Esegbona v King’s College Hospital NHS Foundation Trust  EWHC 77 (QB)
Aggravated damages following MCA breaches "The claimant, Dr Gloria Esegbona, brings this claim as administrator of the estate of the deceased, her mother, Christiana Esegbona. The action is brought in negligence and false imprisonment. The amended claim form states that the claimant's claim is a claim in clinical negligence and/or pursuant to the Fatal Accidents Act 1976 and/or the Law Reform (Miscellaneous Provisions) Act 1934. The claimant claims damages for pain, suffering and loss of amenity as well as damages, including aggravated damages, for false imprisonment. It is the claimant's case not only that the medical, nursing and other staff at the defendant’s hospital owed her mother a duty to treat her with reasonable care and skill but also that the defendant had duties under the Mental Capacity Act 2005: to take reasonable steps to establish whether Mrs Esegbona lacked capacity before doing any act in connection with her care or treatment; and further that if the defendant reasonably believed that Mrs Esegbona lacked capacity whether it would be in her best interests for any act in connection with her care or treatment to be done; and to take steps to obtain a court order or the relevant authorisation under schedule A1 to the Act before depriving Mrs Esegbona of her liberty. The claimant says the defendant acted in breach of these duties."

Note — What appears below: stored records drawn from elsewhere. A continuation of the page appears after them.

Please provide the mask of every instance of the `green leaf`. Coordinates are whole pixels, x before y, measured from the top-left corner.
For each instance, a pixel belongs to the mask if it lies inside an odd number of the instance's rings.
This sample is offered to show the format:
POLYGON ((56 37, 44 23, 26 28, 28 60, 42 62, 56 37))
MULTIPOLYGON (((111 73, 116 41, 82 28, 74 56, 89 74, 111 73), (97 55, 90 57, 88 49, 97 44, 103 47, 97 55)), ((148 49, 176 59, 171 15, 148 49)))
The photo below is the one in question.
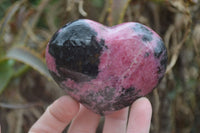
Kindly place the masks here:
POLYGON ((14 75, 13 65, 14 60, 1 60, 0 61, 0 94, 8 85, 9 81, 14 75))
POLYGON ((44 60, 26 47, 13 47, 7 52, 6 57, 27 64, 48 79, 52 79, 44 60))

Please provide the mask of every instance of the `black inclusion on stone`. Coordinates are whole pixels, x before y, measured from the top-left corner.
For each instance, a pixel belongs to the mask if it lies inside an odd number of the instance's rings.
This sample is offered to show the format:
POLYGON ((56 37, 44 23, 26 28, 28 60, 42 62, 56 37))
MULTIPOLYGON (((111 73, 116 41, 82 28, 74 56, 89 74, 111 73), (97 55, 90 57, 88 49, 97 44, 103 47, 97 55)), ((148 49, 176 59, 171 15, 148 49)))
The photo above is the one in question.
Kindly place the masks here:
POLYGON ((104 40, 98 42, 96 36, 97 32, 84 20, 69 23, 56 32, 49 43, 49 53, 56 59, 58 72, 59 68, 67 68, 96 76, 104 47, 104 40))
POLYGON ((154 56, 155 58, 160 58, 160 65, 164 69, 167 67, 167 49, 161 39, 157 41, 157 46, 154 48, 154 56), (162 55, 162 56, 161 56, 162 55))
POLYGON ((163 41, 160 39, 157 42, 156 47, 154 48, 154 56, 156 58, 160 58, 161 54, 164 52, 165 49, 166 49, 165 45, 164 45, 163 41))
POLYGON ((153 37, 152 37, 153 33, 147 27, 145 27, 144 25, 137 23, 133 27, 133 30, 135 32, 141 33, 143 35, 142 41, 150 42, 150 41, 153 40, 153 37))

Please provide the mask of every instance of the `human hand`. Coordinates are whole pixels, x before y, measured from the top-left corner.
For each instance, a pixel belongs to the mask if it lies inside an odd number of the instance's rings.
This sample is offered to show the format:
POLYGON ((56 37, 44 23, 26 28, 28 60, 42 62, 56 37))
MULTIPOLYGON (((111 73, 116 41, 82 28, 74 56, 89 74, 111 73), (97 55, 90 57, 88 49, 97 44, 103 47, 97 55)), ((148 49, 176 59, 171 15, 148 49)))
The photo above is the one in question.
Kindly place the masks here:
MULTIPOLYGON (((103 133, 148 133, 152 115, 149 100, 137 99, 131 106, 129 118, 128 109, 106 115, 103 133)), ((68 133, 95 133, 100 117, 71 97, 62 96, 47 108, 29 133, 61 133, 71 121, 68 133)))

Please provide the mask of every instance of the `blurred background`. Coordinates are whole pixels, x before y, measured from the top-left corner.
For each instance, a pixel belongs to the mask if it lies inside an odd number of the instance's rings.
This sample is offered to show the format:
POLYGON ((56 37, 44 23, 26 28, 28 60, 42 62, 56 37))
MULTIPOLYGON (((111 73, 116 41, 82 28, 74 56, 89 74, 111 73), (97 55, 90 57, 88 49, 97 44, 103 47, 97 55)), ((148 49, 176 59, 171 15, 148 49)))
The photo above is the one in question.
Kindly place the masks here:
MULTIPOLYGON (((51 80, 45 47, 69 21, 107 26, 135 21, 154 29, 168 50, 160 85, 147 97, 151 133, 200 132, 199 0, 0 0, 0 123, 26 133, 64 91, 51 80)), ((102 122, 97 130, 101 133, 102 122)), ((66 132, 66 131, 64 131, 66 132)))

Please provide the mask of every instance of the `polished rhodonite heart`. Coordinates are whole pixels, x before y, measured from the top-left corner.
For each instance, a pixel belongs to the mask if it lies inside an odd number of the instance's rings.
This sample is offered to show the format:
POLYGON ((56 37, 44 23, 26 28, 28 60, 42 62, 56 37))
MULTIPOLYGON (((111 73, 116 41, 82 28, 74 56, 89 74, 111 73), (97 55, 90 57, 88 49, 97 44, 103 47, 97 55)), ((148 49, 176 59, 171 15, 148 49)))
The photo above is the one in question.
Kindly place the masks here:
POLYGON ((46 63, 67 94, 104 115, 157 86, 166 70, 167 51, 162 39, 142 24, 106 27, 81 19, 54 34, 46 63))

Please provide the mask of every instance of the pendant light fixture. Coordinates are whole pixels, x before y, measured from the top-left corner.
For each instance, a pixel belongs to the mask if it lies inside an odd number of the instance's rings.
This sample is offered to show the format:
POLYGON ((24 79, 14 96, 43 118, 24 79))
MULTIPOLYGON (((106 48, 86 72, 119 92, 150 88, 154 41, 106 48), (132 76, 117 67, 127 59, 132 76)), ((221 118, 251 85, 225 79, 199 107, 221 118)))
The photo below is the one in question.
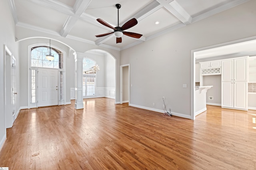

- MCA-related damages. 1 Crown Office Row, 'Alasdair Henderson secures award of damages for false imprisonment in a hospital setting' (30/1/19) — This web page reports on a claim against Kings College Hospital in which the High Court held that there had been a failure to follow the DOLS requirements to undertake a full capacity assessment and, if appropriate, a best interests assessment, and that the hospital had intentionally kept the family in the dark about Christiana Esegbona's discharge to a nursing home until the last minute in order to prevent objection. The claim for false imprisonment and for negligent failures to provide adequate information to the nursing home (at which the patient died after pulling out her tracheostomy tube) was successful, and the court awarded aggravated damages because of the deliberate exclusion of the family from the discharge planning process.